Montreal arsons part of mob war, experts say
Fires followed high-profile killings in 2016
• A spate of recent Montreal- area arsons linked to organized crime suggests the battle for Mafia leadership in Quebec remains fractured, experts say.
What is likely, they say, is the era that saw charismatic peacemaker Vito Rizzuto rule for three decades will be replaced by something altogether different.
Author and university lecturer Antonio Nicaso says the Mafia will regenerate through the conflicts and death. What will emerge, he suggests, will be a structure that is more democratic and open to joint ventures with other criminal groups.
“It won’t be the same type of organization that controlled Montreal for 30 years,” Nicaso said.
Rizzuto, who died of natural causes in 2013, was viewed as a unifying underworld force, and instability has been the order of the day since his time in a U.S. prison and his death.
Andre Cedilot, a former journalist who writes about organized crime, said the battle now appears to pit Calabrian clans that are battling for power against the last remnants of the Rizzuto loyalists, many of whom are Sicilian.

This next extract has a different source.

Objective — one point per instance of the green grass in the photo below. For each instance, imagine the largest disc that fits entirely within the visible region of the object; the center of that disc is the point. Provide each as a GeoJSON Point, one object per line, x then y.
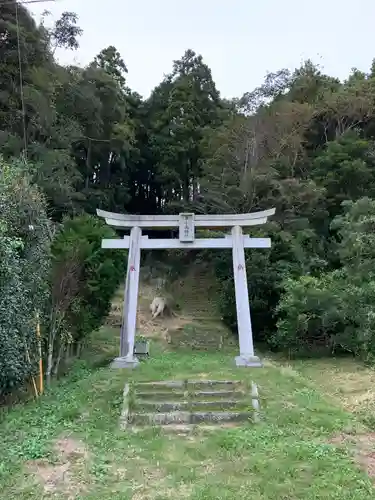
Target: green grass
{"type": "Point", "coordinates": [289, 455]}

The Calabrians are being assisted by Ontariobased groups.
Cedilot said there is a move to seek a more equitable division of territory and rackets through partnerships with street gangs and the reemerging Hells Angels.
“For sure, it’s changing because the clans that were all-powerful, like the Rizzuto clan ... are in the process of disappearing,” Cedilot said.
The various arsons this year, including one that levelled a strip mall in Laval, followed a handful of highprofile killings last year.
Lorenzo Giordano, described as a Rizzuto underboss, was killed last March, while Rocco Sollecito, a former Rizzuto right-hand man according to police documents, was slain in May.